In the process of researching and reviewing Twitter unfollower tracking tools, I discovered that being unfollowed arouses a good deal of passion, reflection, and conflict. I’m sure the issue would make a fascinating psychological study.
To a sensitive soul, a Twitter unfollow can be a devastating blow.
As Jamie Hahn writes, “Getting unfollowed on Twitter hurts. Even after almost a year in the Twitterverse, I still feel the sharp sting of rejection each time my follower count drops.”
Similarly, Jeannie Moon writes, “It is like middle school with all the cliques and royalty and the unexplained dumpings. I like to think I’m past it, but I do wonder what I did wrong when I’m unfollowed. Still insecure after all these years.”
As Girl on the Contrary notes, “There is something so inherently hostile about unfriending or unfollowing someone that people tend to react extremely.”
Some see the reaction to being unfollowed as a new form of hypersensitivity ushered in by social media. Stacey Nerdin in “How I Feel about Being
Unfriended or Unfollowed," writes:
“Unfriended. Unfollowed. Unsubscribed. Do these words strike sadness, insecurity, or offense in your heart? My feeling: THEY SHOULDN’T. I think social media has really skewed our ideas of friendships, relationships, and our feelings of self worth.”

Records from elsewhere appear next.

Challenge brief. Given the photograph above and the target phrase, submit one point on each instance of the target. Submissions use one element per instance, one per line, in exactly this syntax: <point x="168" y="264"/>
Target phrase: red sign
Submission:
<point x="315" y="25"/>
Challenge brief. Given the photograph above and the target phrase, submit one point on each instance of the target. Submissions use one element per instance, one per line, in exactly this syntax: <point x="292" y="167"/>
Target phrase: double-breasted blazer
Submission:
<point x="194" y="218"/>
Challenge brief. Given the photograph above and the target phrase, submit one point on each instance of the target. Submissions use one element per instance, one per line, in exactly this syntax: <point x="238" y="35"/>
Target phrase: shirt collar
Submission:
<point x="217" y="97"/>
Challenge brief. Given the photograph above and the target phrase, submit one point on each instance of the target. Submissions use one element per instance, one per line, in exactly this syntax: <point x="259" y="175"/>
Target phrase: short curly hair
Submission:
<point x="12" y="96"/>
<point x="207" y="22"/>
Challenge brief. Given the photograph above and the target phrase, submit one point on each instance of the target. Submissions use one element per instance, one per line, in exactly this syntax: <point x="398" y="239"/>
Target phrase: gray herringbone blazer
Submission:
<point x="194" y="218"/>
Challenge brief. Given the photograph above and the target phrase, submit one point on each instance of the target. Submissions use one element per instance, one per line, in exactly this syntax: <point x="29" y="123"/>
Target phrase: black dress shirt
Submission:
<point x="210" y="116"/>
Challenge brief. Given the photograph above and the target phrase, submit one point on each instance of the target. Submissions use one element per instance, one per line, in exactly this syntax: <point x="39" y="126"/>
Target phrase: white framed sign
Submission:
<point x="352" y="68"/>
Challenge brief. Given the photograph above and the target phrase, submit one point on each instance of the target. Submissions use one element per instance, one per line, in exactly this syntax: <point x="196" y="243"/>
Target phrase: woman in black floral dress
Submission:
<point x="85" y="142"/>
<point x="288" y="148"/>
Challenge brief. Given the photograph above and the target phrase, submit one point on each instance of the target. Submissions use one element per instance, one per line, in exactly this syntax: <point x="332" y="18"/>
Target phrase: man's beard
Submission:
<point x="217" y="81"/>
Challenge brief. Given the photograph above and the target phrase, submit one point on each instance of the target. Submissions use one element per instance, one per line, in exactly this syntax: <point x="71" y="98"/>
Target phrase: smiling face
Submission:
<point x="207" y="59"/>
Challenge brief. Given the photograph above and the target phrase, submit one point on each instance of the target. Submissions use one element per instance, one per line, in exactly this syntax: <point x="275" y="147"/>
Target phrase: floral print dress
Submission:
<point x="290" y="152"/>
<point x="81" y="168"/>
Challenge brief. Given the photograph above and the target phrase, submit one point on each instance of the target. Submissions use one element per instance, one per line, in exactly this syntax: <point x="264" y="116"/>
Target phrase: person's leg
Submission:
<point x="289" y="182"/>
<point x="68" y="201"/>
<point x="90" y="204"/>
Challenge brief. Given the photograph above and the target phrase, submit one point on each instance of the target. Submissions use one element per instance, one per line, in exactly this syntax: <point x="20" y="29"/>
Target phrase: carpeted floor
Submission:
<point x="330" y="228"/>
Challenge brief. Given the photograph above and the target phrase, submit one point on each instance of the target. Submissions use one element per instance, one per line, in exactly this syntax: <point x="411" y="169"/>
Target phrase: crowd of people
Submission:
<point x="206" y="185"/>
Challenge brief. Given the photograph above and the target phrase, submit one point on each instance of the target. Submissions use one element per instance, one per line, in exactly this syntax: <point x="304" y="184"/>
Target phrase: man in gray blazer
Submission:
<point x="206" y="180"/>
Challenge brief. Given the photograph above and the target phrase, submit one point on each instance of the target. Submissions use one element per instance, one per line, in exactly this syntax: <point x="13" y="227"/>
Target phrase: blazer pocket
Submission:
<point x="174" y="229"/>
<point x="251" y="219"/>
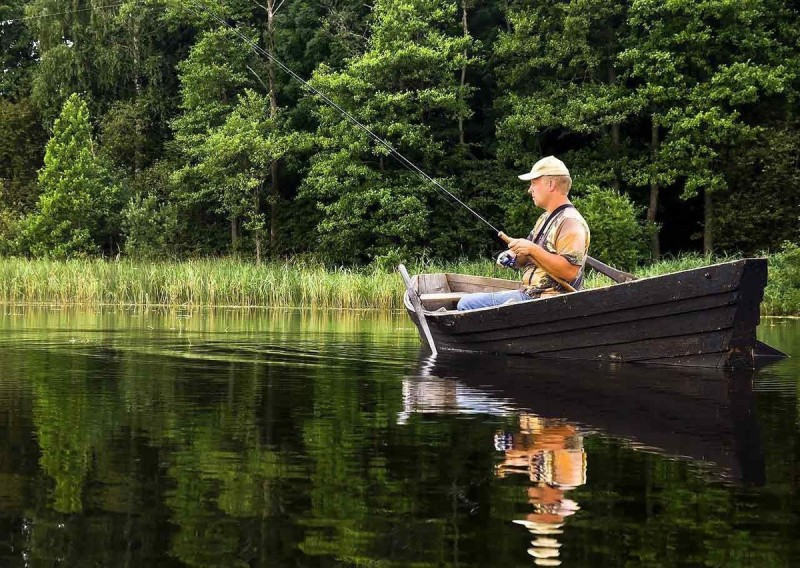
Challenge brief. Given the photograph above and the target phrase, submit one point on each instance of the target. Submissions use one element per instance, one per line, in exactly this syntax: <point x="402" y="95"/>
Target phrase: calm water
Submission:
<point x="291" y="438"/>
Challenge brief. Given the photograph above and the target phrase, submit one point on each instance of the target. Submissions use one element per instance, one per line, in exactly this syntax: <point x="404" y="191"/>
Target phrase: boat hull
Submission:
<point x="704" y="317"/>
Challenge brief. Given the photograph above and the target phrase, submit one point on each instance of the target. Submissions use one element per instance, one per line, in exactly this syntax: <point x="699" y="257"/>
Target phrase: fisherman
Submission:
<point x="556" y="248"/>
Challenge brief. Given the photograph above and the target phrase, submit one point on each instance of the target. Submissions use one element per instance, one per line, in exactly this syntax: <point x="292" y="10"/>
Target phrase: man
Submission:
<point x="556" y="249"/>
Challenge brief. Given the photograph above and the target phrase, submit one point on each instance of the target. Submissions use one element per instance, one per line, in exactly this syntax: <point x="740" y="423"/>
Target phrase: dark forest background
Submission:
<point x="150" y="128"/>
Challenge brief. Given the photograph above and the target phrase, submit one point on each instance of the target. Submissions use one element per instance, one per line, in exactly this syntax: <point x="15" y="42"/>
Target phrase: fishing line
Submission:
<point x="50" y="15"/>
<point x="397" y="155"/>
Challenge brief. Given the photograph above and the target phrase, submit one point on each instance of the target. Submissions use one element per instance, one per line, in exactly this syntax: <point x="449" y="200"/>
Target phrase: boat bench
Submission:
<point x="446" y="300"/>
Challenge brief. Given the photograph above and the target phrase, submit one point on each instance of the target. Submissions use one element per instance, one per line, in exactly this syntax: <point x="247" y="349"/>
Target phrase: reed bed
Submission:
<point x="235" y="283"/>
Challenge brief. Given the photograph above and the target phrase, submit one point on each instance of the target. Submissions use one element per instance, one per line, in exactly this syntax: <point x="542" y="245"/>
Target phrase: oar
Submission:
<point x="417" y="303"/>
<point x="617" y="276"/>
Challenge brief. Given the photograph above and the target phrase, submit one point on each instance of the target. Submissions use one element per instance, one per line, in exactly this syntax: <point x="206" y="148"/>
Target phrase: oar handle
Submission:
<point x="564" y="284"/>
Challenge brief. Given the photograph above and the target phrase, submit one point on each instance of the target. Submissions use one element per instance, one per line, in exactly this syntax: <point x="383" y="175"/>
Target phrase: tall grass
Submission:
<point x="229" y="282"/>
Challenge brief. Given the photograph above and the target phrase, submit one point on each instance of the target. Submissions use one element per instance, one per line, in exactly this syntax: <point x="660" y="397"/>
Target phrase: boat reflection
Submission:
<point x="703" y="415"/>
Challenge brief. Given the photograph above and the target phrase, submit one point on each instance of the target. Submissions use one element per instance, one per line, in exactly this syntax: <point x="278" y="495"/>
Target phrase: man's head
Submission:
<point x="549" y="175"/>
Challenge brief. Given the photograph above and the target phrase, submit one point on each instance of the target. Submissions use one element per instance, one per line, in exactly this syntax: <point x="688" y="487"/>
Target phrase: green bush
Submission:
<point x="619" y="237"/>
<point x="782" y="296"/>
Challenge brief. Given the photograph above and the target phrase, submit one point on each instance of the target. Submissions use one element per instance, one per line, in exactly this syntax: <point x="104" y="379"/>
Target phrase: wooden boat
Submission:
<point x="704" y="317"/>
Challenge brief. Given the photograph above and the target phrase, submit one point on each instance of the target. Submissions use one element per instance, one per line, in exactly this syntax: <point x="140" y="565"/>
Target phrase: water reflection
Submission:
<point x="550" y="453"/>
<point x="700" y="416"/>
<point x="283" y="439"/>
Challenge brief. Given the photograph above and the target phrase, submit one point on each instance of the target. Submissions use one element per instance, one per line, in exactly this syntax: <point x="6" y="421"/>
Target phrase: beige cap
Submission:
<point x="549" y="166"/>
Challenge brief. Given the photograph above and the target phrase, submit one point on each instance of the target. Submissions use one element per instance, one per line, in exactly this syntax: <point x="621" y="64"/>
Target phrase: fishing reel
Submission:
<point x="507" y="259"/>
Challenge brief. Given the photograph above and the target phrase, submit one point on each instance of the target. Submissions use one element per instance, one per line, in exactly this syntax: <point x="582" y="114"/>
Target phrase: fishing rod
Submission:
<point x="411" y="166"/>
<point x="613" y="273"/>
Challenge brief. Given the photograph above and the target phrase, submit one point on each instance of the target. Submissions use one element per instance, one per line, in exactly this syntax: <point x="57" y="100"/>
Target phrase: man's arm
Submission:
<point x="571" y="242"/>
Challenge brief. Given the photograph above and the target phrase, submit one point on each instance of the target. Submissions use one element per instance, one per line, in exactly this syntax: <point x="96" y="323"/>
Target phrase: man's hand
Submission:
<point x="507" y="259"/>
<point x="554" y="264"/>
<point x="522" y="247"/>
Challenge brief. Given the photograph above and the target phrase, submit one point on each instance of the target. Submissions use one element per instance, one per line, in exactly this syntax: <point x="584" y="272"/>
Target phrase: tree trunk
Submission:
<point x="273" y="114"/>
<point x="234" y="233"/>
<point x="257" y="208"/>
<point x="655" y="245"/>
<point x="615" y="134"/>
<point x="463" y="68"/>
<point x="708" y="223"/>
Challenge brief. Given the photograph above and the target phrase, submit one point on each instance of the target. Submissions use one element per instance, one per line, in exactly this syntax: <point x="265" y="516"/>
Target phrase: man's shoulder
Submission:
<point x="573" y="213"/>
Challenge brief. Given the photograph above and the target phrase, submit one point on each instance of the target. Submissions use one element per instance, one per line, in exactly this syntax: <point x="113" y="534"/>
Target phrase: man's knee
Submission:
<point x="464" y="303"/>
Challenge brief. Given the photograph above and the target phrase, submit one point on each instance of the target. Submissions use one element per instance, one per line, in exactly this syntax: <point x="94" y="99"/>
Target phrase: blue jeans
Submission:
<point x="487" y="299"/>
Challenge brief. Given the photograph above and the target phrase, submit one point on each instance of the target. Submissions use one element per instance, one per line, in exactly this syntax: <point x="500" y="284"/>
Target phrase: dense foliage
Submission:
<point x="173" y="133"/>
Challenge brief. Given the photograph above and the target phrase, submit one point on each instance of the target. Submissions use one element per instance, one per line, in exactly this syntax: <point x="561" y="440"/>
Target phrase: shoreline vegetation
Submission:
<point x="229" y="282"/>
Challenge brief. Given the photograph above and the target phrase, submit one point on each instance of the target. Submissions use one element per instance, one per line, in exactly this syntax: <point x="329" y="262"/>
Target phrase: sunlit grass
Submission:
<point x="230" y="282"/>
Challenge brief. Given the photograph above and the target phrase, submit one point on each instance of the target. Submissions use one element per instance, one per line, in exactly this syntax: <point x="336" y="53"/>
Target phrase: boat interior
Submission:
<point x="444" y="289"/>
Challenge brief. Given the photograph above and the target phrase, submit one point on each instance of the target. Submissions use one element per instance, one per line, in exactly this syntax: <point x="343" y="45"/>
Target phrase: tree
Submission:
<point x="77" y="198"/>
<point x="699" y="66"/>
<point x="17" y="53"/>
<point x="406" y="88"/>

Also contemplating what she sees as uncomfortable new complexities brought on by social media, Girl on the Contrary describes her love/hate relationship with social media and laments, “I long for a simpler time when it was easy to stop being someone’s friend. You just ignored their calls and texts. Done. It was swell. But now, on top of ignoring their calls and texts, you have to unfollow or defriend them."
Some people simply shrug off being unfollowed. Says Glen, “I do not take it personally if someone chooses to not follow or like me on social media platforms.”

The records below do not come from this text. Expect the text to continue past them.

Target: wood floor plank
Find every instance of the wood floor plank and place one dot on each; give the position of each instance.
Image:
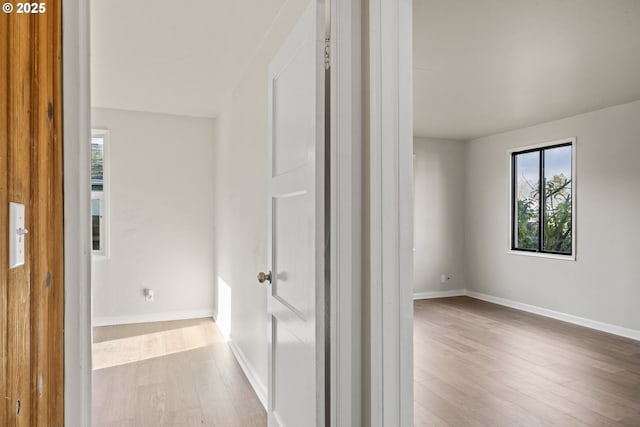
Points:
(483, 363)
(170, 374)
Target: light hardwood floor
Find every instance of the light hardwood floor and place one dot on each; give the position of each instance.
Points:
(480, 364)
(180, 374)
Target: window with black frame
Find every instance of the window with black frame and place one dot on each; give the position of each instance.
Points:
(99, 192)
(542, 199)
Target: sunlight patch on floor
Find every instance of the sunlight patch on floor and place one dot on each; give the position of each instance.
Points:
(133, 349)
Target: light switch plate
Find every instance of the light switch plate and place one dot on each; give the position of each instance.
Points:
(16, 235)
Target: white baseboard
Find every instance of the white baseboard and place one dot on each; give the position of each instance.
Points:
(153, 317)
(258, 386)
(581, 321)
(439, 294)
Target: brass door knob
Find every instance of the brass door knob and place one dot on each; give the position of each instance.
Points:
(264, 276)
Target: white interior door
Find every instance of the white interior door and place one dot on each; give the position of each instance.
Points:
(296, 225)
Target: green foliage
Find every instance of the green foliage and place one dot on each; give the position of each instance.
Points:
(528, 224)
(557, 231)
(97, 161)
(557, 220)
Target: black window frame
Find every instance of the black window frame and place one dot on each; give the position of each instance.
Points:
(541, 202)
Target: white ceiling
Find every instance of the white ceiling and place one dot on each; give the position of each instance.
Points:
(486, 66)
(174, 56)
(480, 66)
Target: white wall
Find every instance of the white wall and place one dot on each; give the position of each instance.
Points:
(439, 189)
(241, 178)
(162, 174)
(602, 284)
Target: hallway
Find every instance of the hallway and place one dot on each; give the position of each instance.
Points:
(178, 373)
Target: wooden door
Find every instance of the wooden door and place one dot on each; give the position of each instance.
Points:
(296, 225)
(31, 295)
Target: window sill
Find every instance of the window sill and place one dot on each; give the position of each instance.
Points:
(543, 255)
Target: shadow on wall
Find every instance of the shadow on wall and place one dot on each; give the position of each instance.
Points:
(224, 308)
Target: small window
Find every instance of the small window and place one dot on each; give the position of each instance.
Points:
(543, 208)
(99, 191)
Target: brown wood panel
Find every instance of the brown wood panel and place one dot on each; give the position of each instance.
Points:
(31, 296)
(19, 184)
(47, 268)
(4, 205)
(477, 363)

Similarly, says John Bolyard, “If someone unfollows me it just means they are looking for information not related to my tweets. Nothing personal.”
Very adult and reasonable attitudes. (Are they in denial?)
Others are not so sanguine, however, and for those who see being unfollowed as an affront, how to deal with unfollowers is a charged issue. Eye-for-an-eye retaliation often is deemed an appropriate response.
Among those who see it this way is Loralee Choate, who writes, “I have a policy…if you don’t follow me, I don’t follow you. Plain and simple.”
Scary Mommy Jill Smokler in her Twitter etiquette guide also takes a hard-line, tit-for-tat view on unfollowers: “Have you ever been followed by someone only to follow them back to be unfollowed? How rude is that? Two can play that game, so consider yourself dumped.”
Moving beyond feelings of inadequacy, shame, and retribution is another common theme. Under the guise of coming out of the unfollowed closet, Liz Strauss explores her feelings and ultimately looks to transcend them, writing that:
"I don’t ‘get’ all the reasons people have for why they follow and unfollow folks. I suspect that some are as irrational as the reasons we buy things, sell things, and marry the people we do. Contrary to urban legend I don’t know anyone who’s died of ‘unfollow embarrassment.’ ”
A very mature perspective.
How about you? Been unfollowed? (Does a woodchuck chuck wood?) How do you feel about it?